The inflation print is ugly, but we did suspect that if there was a risk to the 0.3% MoM consensus number it was going to be the upside given the composition of the CPI and PPI inputs that feed through. Remember that we need to average 0.17% MoM (the blue bars need to average where the black line is in the chart below) over time to bring us down to the 2% year-on-year target. We are moving in the wrong direction and the concern is that tariffs threaten higher prices, which mean the inflation prints are going to remain hot. This will constrain the Fed’s ability to deliver further interest rate cuts.

US core PCE inflation metrics look increasingly ugly

Source: Macrobond, ING
Source: Macrobond, ING

From a growth perspective those potential rate cuts can’t come quickly enough. Tariff-related fears about squeezed spending power and job worries tied to the Department for Government Efficiency’s actions have seen sentiment plunge and this appears to be translating into much cooler spending. Fed Chair Powell was fairly dismissive of this narrative earlier this month so it will be interesting to see if he changes his tune next week.

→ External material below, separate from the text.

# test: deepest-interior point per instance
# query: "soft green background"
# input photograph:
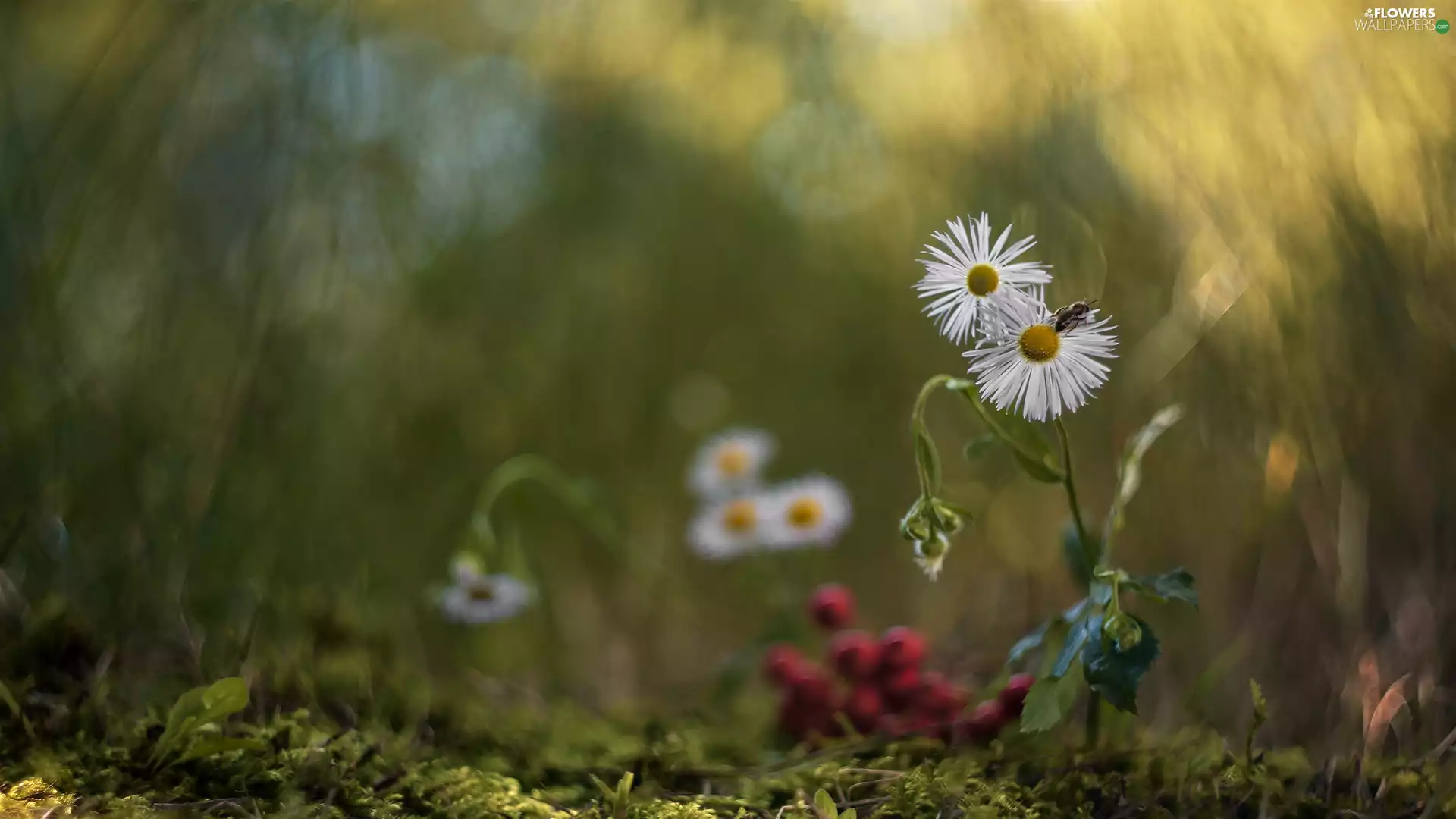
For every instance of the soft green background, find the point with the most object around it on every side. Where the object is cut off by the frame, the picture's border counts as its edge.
(284, 281)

We expect to see another round of downward revisions to first quarter GDP growth forecasts coming through over the weekend from a lot of banks. For example, if March real consumer spending is flat that will mean first quarter annualised consumer spending would be -0.1%, which would be the first negative print since second quarter 2020 when we were in the depths of the pandemic. Given the drag from awful trade numbers this really does run the risk of a negative first quarter GDP growth rate. As we head towards 'Liberation Day' on Wednesday and then the jobs report on Friday followed by Powell's speech on the economic outlook, this sets us up for a volatile week ahead for markets.